Akhirnya Tadakhua memberkati tanah ini dengan kehidupan! Musim kemarau sudah berakhir, musim tanam akhirnya tiba!
Aku membayangkan, awan-awan hujan ini tertiup sampai ke Shamasinai dan memberikan kebahagiaan yang sama pada penduduk desaku seperti penduduk ibu kota. Pasti menyenangkan melihat mereka semua berlarian keluar rumah dan menyambut datangnya hujan yang telah dinanti selama dua tahun terakhir.
Hujan mengguyur Shasenka mulai dari siang kemarin, hingga sekarang. Sesekali ada jeda, tetapi itu tak lama. Air akan kembali turun dari awan-awan gelap yang menaungi Shasenka. Karena pencahayaan yang kurang baik, lilin-lilin maupun lampu minyak segera dihidupkan di setiap sudut rumah, tak terkecuali di ruang jahit yang sedang kutempati bersama Aminirta dan Nyonya Suani.
Kami sedang membuat pakaian untuk para pelayan, yang nantinya akan dibagikan saat tahun baru. Sejauh ini, sudah ada tiga setel pakaian yang selesai kusulam.
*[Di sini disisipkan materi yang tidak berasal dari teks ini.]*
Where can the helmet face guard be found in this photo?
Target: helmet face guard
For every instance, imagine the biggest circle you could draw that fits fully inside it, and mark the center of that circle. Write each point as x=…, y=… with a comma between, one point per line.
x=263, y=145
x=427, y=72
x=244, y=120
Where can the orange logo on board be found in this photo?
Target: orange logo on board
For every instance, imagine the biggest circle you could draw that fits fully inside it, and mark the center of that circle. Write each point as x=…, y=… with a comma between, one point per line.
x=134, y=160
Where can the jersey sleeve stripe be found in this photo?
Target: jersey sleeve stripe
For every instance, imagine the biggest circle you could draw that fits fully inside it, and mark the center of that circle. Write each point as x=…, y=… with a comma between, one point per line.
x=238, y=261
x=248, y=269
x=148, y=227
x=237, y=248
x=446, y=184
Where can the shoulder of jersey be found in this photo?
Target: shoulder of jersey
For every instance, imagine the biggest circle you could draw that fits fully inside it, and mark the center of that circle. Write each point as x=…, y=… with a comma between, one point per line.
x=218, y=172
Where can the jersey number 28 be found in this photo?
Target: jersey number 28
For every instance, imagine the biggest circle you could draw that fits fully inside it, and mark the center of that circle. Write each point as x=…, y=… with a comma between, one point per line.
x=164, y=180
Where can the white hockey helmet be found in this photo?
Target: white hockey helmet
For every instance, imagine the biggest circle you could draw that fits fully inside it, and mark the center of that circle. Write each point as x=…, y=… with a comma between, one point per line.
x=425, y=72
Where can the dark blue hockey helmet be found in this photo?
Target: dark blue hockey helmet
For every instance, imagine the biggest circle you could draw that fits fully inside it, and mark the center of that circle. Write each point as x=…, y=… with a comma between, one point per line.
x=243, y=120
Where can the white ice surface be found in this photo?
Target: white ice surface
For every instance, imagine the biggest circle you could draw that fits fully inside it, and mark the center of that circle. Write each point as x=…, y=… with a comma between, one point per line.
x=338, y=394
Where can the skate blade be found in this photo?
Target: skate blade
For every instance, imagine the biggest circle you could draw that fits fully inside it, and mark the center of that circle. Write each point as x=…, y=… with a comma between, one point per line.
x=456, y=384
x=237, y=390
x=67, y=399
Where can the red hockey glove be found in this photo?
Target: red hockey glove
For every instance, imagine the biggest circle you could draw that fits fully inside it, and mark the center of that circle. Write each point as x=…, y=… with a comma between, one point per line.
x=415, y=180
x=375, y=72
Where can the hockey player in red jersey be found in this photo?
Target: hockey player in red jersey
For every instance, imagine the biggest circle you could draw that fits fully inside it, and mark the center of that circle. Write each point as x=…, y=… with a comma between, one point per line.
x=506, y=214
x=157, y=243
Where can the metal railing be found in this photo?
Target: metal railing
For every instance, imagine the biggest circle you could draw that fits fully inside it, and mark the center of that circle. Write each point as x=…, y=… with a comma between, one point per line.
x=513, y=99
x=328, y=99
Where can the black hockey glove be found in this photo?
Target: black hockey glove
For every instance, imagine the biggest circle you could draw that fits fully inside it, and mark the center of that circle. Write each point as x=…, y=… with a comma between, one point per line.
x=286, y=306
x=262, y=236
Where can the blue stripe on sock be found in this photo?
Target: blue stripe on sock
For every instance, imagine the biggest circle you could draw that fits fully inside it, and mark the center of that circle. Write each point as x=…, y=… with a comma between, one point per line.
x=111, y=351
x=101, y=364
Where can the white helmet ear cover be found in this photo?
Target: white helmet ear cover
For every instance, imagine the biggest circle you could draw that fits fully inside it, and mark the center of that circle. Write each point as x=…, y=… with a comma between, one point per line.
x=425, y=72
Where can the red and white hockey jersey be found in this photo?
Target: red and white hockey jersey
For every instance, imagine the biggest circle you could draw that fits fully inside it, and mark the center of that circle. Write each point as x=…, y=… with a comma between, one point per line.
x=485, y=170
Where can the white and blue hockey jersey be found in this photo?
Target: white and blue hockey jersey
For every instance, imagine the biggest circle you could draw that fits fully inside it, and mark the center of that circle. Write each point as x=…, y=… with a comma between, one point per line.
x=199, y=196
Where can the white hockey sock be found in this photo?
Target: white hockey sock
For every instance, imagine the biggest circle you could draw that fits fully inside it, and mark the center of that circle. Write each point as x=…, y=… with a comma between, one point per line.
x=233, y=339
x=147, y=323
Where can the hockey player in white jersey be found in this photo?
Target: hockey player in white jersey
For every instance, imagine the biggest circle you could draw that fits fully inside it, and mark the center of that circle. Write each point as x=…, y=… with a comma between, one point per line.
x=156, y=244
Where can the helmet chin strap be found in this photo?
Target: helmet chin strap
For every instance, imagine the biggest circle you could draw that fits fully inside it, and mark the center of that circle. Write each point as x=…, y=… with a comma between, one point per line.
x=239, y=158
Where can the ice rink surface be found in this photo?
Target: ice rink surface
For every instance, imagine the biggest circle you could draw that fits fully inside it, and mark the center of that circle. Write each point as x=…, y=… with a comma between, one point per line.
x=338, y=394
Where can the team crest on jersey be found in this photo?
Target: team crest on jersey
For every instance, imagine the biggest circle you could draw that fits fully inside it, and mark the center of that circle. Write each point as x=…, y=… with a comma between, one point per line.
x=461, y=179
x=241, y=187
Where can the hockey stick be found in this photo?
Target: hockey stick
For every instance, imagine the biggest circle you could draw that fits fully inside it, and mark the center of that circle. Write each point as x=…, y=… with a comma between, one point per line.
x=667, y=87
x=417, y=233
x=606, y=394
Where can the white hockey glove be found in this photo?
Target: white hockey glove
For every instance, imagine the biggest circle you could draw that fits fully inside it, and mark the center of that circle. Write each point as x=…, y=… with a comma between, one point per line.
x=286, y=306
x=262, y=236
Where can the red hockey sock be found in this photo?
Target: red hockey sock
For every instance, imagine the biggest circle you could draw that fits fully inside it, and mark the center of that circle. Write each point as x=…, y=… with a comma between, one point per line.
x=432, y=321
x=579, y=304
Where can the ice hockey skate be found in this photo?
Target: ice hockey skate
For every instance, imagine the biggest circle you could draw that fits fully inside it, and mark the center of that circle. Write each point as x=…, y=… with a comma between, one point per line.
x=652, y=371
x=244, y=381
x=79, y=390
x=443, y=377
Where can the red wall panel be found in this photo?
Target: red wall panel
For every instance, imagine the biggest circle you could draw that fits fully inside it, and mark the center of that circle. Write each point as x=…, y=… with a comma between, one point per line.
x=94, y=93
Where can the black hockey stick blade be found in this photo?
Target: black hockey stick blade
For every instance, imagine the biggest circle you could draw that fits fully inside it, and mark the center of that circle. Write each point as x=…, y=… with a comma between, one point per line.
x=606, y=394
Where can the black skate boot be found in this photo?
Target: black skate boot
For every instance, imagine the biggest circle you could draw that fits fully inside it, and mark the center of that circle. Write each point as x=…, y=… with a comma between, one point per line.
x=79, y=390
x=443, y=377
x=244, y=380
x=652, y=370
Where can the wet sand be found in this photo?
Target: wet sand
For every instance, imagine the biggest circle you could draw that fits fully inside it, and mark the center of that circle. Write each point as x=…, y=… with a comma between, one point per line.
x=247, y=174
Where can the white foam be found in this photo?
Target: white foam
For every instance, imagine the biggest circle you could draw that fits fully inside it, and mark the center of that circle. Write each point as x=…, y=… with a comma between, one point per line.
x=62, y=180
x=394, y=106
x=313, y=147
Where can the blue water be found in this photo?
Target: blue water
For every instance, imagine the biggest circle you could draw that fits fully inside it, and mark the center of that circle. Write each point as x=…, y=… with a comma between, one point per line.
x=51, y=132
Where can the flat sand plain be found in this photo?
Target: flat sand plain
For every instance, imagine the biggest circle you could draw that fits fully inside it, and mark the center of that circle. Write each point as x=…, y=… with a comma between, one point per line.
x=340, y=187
Berbeda dari gaun pelayan perempuan, pakaian lelaki cukup disulam di bagian lipitan pakaian. Saat sedang memusatkan perhatian pada gaun yang sedang kusulam, suara gaduh terdengar dari luar ruang jahit.
"Nyonya, Nyonya, Nyonya!" Seruan itu mengalihkan perhatianku, Nyonya Suani, dan Aminirta.
Dua pelayan muda seumuran Aminirta memasuki ruang jahit dengan membawa setumpuk kain dari berbagai jenis dan warna. Namun, yang paling menarik adalah ekspresi mereka yang terlihat pucat, kalut dan juga gugup.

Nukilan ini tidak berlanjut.